Food in motion

This past week, my family and I drove to Quebec and backalong the 401 Highway. Even though I’d just spent the last year researching the food system here and learning about all the ways food travels to our plates for my book, I was stunned to see just how many of the trucks on the busy road were ferrying edibles.

There were food supply  trucks of all sorts; I saw generic-looking trucks stopped for deliveries at fast food joints and trucks advertizing their “artisan” or organic products delivering to bourgeouis shops and restaurants. At one Tim Horton’s truck stop somewhere in south-eastern Ontario we saw an egg truck as well as a chicken truck–I was stunned to see all the live birds in tiny, stacked, open-air pens. Those birds must be terrified, barreling down the highway at 100 km an hour, the wind gusting through the truck. We’d recently driven by a farm bordering the highway with a giant Maple Leaf Chicken sign on it.
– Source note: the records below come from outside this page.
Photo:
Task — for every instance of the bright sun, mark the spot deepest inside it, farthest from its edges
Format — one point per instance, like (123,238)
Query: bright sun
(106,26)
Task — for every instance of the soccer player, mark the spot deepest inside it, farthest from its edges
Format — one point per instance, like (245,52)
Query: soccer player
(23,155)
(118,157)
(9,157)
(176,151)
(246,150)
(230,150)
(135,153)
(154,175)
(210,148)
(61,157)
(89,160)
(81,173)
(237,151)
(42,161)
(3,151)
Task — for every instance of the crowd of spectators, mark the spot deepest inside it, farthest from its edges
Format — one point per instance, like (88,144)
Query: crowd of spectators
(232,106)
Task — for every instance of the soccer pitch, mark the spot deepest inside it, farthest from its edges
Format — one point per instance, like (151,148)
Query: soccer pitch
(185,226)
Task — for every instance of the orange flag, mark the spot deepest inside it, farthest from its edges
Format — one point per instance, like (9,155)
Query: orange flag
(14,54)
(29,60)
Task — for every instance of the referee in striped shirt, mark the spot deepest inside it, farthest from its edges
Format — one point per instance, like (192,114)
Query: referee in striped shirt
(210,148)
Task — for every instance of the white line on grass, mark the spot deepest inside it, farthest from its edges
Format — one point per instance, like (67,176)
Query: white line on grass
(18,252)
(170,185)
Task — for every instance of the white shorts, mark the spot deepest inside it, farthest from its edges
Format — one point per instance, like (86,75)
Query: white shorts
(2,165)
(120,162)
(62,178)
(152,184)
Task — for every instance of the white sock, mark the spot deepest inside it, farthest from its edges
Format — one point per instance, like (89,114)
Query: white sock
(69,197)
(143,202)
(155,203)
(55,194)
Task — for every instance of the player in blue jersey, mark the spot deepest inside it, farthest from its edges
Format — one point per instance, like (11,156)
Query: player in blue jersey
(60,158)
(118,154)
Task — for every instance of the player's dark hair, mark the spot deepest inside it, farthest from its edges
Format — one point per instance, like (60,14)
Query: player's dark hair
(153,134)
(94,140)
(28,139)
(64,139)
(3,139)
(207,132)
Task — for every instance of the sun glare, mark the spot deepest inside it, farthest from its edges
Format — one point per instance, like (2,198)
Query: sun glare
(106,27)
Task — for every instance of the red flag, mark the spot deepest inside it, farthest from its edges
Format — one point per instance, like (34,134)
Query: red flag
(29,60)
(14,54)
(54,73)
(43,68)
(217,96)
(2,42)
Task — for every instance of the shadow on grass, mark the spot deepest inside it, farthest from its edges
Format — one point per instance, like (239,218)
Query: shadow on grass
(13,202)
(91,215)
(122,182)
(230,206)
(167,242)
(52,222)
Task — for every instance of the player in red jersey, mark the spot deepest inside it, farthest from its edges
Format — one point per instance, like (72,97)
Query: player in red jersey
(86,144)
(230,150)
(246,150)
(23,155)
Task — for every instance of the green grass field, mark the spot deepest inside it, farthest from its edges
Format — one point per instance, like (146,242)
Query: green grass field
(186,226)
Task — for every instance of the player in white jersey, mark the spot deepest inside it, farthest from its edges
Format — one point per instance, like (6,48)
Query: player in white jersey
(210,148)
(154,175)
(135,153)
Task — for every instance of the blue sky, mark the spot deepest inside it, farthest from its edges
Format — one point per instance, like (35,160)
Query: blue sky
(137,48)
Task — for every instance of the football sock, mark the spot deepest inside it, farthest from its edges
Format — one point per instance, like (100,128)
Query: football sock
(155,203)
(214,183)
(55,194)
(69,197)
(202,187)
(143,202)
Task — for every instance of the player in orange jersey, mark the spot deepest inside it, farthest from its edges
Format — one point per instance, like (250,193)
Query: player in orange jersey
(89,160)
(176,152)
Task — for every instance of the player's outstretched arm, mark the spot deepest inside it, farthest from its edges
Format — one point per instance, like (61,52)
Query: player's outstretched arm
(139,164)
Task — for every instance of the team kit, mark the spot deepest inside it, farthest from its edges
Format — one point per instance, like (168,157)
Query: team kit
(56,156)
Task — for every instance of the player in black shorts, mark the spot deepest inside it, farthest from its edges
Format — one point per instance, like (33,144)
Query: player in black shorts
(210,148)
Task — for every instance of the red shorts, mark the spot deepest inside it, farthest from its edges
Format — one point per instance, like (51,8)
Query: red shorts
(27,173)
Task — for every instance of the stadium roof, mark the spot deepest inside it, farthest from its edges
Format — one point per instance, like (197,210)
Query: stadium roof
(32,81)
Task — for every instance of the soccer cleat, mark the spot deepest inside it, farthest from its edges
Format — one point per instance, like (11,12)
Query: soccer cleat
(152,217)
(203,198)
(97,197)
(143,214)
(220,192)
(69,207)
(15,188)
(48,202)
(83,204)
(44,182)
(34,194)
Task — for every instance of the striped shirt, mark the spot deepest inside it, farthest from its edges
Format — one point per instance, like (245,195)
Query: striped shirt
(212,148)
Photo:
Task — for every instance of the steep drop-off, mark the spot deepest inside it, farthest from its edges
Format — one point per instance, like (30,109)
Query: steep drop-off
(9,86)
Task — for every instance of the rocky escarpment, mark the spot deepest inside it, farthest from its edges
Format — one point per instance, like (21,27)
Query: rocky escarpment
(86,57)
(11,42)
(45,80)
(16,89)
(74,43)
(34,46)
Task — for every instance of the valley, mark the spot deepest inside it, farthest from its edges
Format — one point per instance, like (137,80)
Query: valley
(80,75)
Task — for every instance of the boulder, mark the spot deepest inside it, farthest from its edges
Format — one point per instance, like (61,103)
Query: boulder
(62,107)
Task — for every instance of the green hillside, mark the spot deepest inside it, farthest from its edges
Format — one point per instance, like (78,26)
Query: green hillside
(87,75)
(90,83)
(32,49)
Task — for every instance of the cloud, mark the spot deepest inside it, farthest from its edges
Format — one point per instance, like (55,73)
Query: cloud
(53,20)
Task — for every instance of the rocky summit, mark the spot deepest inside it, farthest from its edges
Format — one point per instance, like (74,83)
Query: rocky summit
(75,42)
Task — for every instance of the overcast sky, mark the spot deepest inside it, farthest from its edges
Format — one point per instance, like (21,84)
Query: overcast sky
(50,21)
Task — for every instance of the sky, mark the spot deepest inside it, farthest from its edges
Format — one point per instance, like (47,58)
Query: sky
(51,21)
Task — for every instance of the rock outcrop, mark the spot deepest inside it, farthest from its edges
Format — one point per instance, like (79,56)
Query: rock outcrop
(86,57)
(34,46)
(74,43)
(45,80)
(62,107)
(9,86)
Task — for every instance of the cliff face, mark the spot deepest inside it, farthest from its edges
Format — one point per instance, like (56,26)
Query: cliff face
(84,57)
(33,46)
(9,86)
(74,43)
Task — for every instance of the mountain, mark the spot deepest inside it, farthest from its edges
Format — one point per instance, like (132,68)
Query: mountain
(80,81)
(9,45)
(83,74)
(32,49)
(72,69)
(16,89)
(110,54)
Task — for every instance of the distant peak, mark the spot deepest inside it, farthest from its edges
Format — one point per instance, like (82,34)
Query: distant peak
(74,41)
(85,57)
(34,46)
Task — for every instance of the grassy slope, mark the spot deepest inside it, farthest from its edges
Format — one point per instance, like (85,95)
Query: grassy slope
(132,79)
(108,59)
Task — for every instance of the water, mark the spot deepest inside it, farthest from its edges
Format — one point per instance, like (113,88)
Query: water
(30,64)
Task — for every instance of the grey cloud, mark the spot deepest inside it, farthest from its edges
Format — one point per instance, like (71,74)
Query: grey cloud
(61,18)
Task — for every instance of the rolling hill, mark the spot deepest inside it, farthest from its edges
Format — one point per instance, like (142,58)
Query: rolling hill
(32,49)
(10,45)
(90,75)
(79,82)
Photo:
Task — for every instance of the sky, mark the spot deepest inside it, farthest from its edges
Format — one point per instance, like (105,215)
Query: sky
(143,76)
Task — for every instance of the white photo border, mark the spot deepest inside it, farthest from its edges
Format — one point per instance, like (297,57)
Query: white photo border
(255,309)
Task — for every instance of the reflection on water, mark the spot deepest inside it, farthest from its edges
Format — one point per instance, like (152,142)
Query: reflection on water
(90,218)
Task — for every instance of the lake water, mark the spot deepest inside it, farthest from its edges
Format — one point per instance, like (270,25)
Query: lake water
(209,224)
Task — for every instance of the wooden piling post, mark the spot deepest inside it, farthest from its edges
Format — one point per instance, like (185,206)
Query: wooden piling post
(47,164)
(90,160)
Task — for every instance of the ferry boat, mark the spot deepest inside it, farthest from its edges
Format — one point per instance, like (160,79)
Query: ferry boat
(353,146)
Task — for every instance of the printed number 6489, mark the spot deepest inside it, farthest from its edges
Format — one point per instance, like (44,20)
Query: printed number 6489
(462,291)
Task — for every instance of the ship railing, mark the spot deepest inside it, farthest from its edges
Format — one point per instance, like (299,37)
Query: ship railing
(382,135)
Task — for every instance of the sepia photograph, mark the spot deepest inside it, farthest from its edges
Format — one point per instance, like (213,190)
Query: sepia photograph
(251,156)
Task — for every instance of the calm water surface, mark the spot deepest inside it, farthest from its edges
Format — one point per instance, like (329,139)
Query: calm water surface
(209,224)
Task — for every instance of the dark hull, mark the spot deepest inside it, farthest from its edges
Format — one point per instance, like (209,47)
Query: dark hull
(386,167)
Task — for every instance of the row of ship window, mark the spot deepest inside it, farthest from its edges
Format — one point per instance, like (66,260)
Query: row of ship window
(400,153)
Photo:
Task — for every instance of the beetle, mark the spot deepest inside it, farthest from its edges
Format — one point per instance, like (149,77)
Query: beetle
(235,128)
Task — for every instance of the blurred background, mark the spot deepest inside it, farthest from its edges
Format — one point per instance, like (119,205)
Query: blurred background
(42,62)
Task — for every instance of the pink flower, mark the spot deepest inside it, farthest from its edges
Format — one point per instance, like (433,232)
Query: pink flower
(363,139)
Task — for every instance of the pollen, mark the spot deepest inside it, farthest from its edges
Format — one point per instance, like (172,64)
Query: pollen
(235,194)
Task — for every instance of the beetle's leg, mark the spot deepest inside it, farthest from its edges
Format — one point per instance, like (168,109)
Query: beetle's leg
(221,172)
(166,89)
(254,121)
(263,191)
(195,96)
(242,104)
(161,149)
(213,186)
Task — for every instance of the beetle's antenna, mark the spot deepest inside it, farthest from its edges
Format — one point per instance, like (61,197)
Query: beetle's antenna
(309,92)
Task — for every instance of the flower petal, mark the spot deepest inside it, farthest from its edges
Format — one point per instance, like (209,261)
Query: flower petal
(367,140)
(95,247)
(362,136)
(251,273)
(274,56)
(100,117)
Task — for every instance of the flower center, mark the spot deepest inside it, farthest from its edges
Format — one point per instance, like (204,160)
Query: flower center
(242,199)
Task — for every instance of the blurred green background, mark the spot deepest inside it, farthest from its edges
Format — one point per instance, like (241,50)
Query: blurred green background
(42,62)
Then there was the goat milk pool pulling off at one exit and later, on our way home just as we entered the GTA, another livestock truck, but this time it was filled with live pigs likely headed for the slaughterhouse in the west end of the city. The animals were poking their noses up and enjoying their last (and likely their first if they were raised indoors on an industrial farm) taste of fresh air. Seeing all that food in motion was unappetizing; when you see the industrial machine at work, it doesn’t make the mouth water.

The day after we returned from our trip, I went to the Riverdale Farmers’ Market. My family walked there (the kids rode their wheels) and we bought our food from the farmer Ted Thorpe, the man from whom we always buy our organic veggies. I felt good knowing that this food we were buying hadn’t been travelling for days, that it was simply good and clean and grown nearby.